Those of us who use Facebook for business may soon find our target audiences have six new ways of interacting with us online – and not all of them good.
We’re familiar with the concept of liking a post or a page by giving it the big thumbs up. But now Facebook is testing a series of emojis that will enable users to react more broadly to content. And if the experiment in Spain and Ireland goes well they could well be rolled out to users everywhere soon.
There are seven emojis in total. The first is a reworked and animated version of the ubiquitous thumbs up like. The others are love, haha, yay, wow, sad and angry. Noticeable for its absence is an eighth thumbs down dislike emoji which Facebook apparently resisted despite widespread calls for it because of concerns over cyber bullying (and because it might dampen the overwhelming sense of optimism and well being they at least like to think the network promotes).
So what will the emojis mean for social media managers? I’d say the biggest area for potential concern is around the sad and, in particular, the angry face. Good quality content will still garner likes. The very best content will perhaps get loves. The funniest a haha. And the most profound a wow. We might even, if we’ve got exciting news to share, get a yay. But what if we’ve failed in someway and the person or people we’ve let down express their sorrow for all to see with a sad face or their anger with a red face? Then we better react fast, first to acknowledge their upset and then to engage them in conversation (possibly offline and away from prying eyes) to resolve the situation.
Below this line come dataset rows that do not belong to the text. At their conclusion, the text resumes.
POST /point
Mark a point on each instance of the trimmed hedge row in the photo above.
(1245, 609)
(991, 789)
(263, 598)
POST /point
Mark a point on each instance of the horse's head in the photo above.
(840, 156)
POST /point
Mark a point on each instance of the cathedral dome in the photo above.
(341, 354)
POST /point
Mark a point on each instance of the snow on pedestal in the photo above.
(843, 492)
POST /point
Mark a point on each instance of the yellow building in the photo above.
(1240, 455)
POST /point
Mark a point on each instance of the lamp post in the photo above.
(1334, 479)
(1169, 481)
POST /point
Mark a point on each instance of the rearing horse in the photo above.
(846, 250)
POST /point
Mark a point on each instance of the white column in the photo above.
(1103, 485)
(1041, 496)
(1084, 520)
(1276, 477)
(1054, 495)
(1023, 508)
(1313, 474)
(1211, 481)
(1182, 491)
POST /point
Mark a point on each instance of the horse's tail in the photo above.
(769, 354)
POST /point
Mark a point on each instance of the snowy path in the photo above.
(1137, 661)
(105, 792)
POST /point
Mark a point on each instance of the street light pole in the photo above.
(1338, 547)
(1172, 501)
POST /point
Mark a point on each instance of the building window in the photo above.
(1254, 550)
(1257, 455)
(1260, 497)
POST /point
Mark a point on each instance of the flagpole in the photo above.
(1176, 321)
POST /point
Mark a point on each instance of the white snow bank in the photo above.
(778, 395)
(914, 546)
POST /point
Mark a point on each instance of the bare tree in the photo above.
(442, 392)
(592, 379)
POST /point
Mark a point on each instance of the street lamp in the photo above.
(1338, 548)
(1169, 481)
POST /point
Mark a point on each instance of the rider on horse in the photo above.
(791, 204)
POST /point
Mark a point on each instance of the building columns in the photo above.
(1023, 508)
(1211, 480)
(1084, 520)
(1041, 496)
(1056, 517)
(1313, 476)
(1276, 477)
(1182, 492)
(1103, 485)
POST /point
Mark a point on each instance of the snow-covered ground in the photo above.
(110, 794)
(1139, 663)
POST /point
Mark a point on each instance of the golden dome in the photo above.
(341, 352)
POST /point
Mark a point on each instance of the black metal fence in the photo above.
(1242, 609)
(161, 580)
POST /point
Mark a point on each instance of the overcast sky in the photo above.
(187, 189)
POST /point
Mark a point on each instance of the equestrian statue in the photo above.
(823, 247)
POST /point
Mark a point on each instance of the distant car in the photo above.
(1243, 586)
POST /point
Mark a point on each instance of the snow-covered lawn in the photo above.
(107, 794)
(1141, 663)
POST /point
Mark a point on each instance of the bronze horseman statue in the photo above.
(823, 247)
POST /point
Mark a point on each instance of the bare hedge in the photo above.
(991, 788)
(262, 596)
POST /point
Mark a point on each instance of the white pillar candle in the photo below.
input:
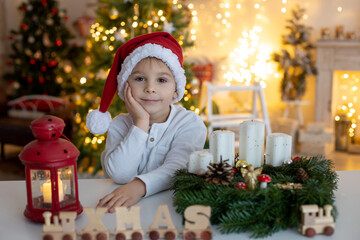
(251, 142)
(198, 161)
(222, 143)
(278, 148)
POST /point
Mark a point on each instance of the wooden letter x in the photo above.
(95, 216)
(123, 216)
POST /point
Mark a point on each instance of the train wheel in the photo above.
(205, 235)
(120, 236)
(154, 235)
(169, 235)
(189, 236)
(310, 232)
(136, 236)
(328, 231)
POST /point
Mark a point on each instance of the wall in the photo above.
(211, 32)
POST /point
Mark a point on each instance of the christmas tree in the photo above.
(295, 58)
(117, 22)
(42, 59)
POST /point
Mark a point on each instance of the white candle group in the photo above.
(278, 148)
(251, 142)
(198, 161)
(222, 144)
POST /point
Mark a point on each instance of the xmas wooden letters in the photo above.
(128, 226)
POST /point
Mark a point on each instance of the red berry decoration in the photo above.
(241, 186)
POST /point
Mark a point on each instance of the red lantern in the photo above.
(50, 170)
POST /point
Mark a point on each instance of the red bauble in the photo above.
(241, 186)
(52, 63)
(58, 43)
(24, 26)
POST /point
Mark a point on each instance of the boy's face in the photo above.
(153, 86)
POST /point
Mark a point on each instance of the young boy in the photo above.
(147, 145)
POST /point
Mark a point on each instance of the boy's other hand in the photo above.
(140, 116)
(126, 195)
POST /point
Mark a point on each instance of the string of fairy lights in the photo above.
(347, 102)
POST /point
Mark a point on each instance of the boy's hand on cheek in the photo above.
(126, 195)
(140, 116)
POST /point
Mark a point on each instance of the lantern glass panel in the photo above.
(67, 191)
(41, 188)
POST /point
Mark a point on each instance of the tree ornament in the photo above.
(219, 173)
(301, 175)
(264, 179)
(24, 26)
(113, 13)
(250, 175)
(288, 161)
(241, 186)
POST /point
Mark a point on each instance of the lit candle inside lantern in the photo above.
(278, 148)
(46, 189)
(198, 161)
(251, 142)
(222, 143)
(47, 193)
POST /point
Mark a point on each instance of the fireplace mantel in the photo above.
(331, 56)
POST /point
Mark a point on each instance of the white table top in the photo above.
(14, 225)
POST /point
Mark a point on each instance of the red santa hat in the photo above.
(160, 45)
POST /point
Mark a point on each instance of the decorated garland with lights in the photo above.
(262, 211)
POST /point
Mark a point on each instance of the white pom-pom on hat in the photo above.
(98, 122)
(160, 45)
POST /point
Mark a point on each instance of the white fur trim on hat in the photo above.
(159, 52)
(98, 122)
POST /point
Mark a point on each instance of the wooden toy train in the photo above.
(313, 220)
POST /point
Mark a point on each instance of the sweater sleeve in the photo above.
(190, 137)
(121, 143)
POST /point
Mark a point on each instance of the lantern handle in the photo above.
(62, 134)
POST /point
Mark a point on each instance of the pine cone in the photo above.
(301, 175)
(219, 173)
Handled well it might be possible to get a blue thumbs up for our customer service despite a failure elsewhere in our organisation – a kind of emotional red shift.
Imagine that the new emojis had already been rolled out globally when the VW emissions scandal broke. Irate motorists would have posted angry red faces to Facebook in their thousands. But there’s no doubting VW’s sure-footed handling of the situation and for that one might give them the blue thumbs up.
So take a leaf out of the German motor manufacturers crisis communications handbook and think about how your customers might use the new emojis and how you’d handle a load of red faces. Better not to have them in the first place, of course. But all organisations err in some way or other at some time or other. None of us is perfect after all. And the measure of the very best organisations is how they react in adversity.